Before he started Grüns, Janis was a venture investor at Summit Partners. He sat on the boards of Chubbies, Brooklinen, Dr. Squatch, Thuma. He'd watched DTC brands get built from the inside for years.
Then in the summer of 2022, he's at Stanford for his MBA, two days into trying a powdered greens supplement, and decides there's no way he's keeping this habit past 30 days.
His words: "the weird frothy sediment at the bottom, the chalky taste." People don't skip their vitamins because they don't care. The ritual was the problem.

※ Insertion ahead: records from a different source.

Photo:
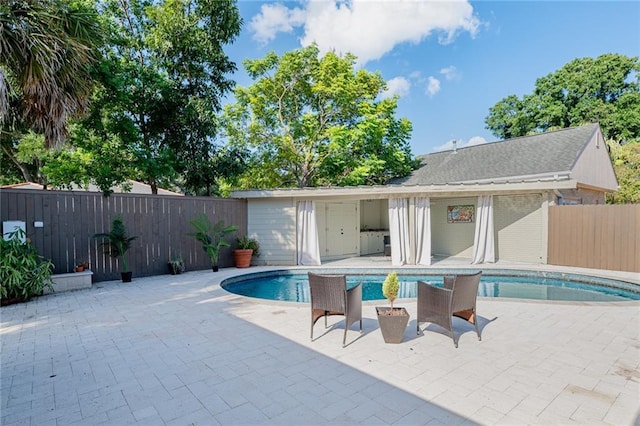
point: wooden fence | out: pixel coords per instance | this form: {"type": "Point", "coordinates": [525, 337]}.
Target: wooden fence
{"type": "Point", "coordinates": [595, 236]}
{"type": "Point", "coordinates": [70, 219]}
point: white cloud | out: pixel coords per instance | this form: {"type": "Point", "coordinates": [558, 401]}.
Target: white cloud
{"type": "Point", "coordinates": [450, 73]}
{"type": "Point", "coordinates": [476, 140]}
{"type": "Point", "coordinates": [273, 19]}
{"type": "Point", "coordinates": [397, 86]}
{"type": "Point", "coordinates": [433, 85]}
{"type": "Point", "coordinates": [368, 29]}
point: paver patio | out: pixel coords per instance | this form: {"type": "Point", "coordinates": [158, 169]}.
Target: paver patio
{"type": "Point", "coordinates": [179, 350]}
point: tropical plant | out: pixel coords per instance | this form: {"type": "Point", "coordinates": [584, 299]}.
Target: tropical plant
{"type": "Point", "coordinates": [246, 243]}
{"type": "Point", "coordinates": [176, 264]}
{"type": "Point", "coordinates": [46, 51]}
{"type": "Point", "coordinates": [390, 287]}
{"type": "Point", "coordinates": [23, 272]}
{"type": "Point", "coordinates": [116, 242]}
{"type": "Point", "coordinates": [211, 236]}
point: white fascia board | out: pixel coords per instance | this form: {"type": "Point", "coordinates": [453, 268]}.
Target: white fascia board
{"type": "Point", "coordinates": [388, 191]}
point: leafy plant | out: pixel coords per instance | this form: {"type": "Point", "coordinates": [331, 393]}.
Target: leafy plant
{"type": "Point", "coordinates": [23, 272]}
{"type": "Point", "coordinates": [247, 243]}
{"type": "Point", "coordinates": [212, 237]}
{"type": "Point", "coordinates": [390, 287]}
{"type": "Point", "coordinates": [117, 241]}
{"type": "Point", "coordinates": [176, 263]}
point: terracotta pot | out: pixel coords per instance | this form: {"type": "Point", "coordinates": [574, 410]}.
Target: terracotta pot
{"type": "Point", "coordinates": [242, 257]}
{"type": "Point", "coordinates": [392, 323]}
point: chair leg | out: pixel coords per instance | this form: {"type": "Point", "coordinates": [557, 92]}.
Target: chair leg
{"type": "Point", "coordinates": [475, 323]}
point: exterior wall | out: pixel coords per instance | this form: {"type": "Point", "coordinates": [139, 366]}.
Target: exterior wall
{"type": "Point", "coordinates": [593, 167]}
{"type": "Point", "coordinates": [273, 223]}
{"type": "Point", "coordinates": [451, 239]}
{"type": "Point", "coordinates": [581, 196]}
{"type": "Point", "coordinates": [520, 228]}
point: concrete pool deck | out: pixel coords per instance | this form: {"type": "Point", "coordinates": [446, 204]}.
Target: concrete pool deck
{"type": "Point", "coordinates": [179, 350]}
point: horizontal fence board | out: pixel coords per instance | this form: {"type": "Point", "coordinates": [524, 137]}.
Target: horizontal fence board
{"type": "Point", "coordinates": [595, 236]}
{"type": "Point", "coordinates": [160, 222]}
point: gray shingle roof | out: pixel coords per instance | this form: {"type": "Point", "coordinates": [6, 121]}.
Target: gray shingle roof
{"type": "Point", "coordinates": [545, 154]}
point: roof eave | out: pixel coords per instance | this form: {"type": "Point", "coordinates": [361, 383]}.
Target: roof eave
{"type": "Point", "coordinates": [386, 191]}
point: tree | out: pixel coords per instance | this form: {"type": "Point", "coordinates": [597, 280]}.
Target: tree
{"type": "Point", "coordinates": [313, 121]}
{"type": "Point", "coordinates": [604, 90]}
{"type": "Point", "coordinates": [46, 50]}
{"type": "Point", "coordinates": [163, 77]}
{"type": "Point", "coordinates": [626, 163]}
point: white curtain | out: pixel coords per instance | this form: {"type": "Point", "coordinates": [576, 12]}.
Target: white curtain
{"type": "Point", "coordinates": [483, 239]}
{"type": "Point", "coordinates": [399, 231]}
{"type": "Point", "coordinates": [423, 231]}
{"type": "Point", "coordinates": [307, 234]}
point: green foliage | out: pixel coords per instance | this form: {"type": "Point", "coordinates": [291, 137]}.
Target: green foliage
{"type": "Point", "coordinates": [605, 90]}
{"type": "Point", "coordinates": [247, 243]}
{"type": "Point", "coordinates": [316, 121]}
{"type": "Point", "coordinates": [626, 163]}
{"type": "Point", "coordinates": [47, 50]}
{"type": "Point", "coordinates": [117, 242]}
{"type": "Point", "coordinates": [390, 287]}
{"type": "Point", "coordinates": [177, 263]}
{"type": "Point", "coordinates": [212, 237]}
{"type": "Point", "coordinates": [23, 272]}
{"type": "Point", "coordinates": [162, 79]}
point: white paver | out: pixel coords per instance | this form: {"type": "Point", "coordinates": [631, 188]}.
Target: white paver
{"type": "Point", "coordinates": [181, 350]}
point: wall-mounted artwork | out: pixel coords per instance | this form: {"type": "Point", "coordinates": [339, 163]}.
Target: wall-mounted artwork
{"type": "Point", "coordinates": [460, 214]}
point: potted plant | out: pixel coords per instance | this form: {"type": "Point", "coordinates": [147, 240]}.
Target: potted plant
{"type": "Point", "coordinates": [393, 321]}
{"type": "Point", "coordinates": [23, 272]}
{"type": "Point", "coordinates": [116, 244]}
{"type": "Point", "coordinates": [81, 266]}
{"type": "Point", "coordinates": [212, 237]}
{"type": "Point", "coordinates": [246, 249]}
{"type": "Point", "coordinates": [176, 264]}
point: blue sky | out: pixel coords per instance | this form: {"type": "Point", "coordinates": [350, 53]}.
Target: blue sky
{"type": "Point", "coordinates": [449, 61]}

He spent the next year testing formulations, talking to 20 manufacturers, and using his MBA classmates as guinea pigs. Over 25% of his Stanford class tried the product before it ever went to market. He raised $400K from friends and classmates for the first inventory run.
August 2023: Grüns goes live on DTC.
Within weeks, $5,000 revenue days.
December 2023: Amazon.
July 2024: Kids' line.
August 2024: Profitability. Fourteen months in.
December 2024: Sprouts. First retail door.
February 2025: Target.
April 2025: 1,900 Walmart stores.
August 2025: $300M annualized run rate. Twenty-four months after launch.
March 2026: Costco.
April 2026: Unilever.
Janis described what he was after from the beginning: "a category-defining business by addressing real consumer needs with products people genuinely love." The gummy bear wasn't the gimmick. It was the answer to a problem he couldn't unsee.
Whether it was the form factor, the taste, the GLP-1 tailwind, or just exceptional execution (probably all of it), something connected. Jostein Solheim, CEO of Unilever's Wellbeing division, noted that "people genuinely enjoy, trust, and consistently use" the product. In a category where habit is everything, that's huge.
Worth noting what this says about Unilever. They already own Nutrafol, Liquid I.V., and OLLY PBC. The acquisition follows the announcement of a merger of their food business with McCormick & Company. And now this. They're moving away from food and putting serious money into wellness brands with loyal, habitual customers. Grüns fits that portfolio exactly.
From a font character that looked like a smile to a $1.2 billion sale. 3 years to build it. A decade to be ready to.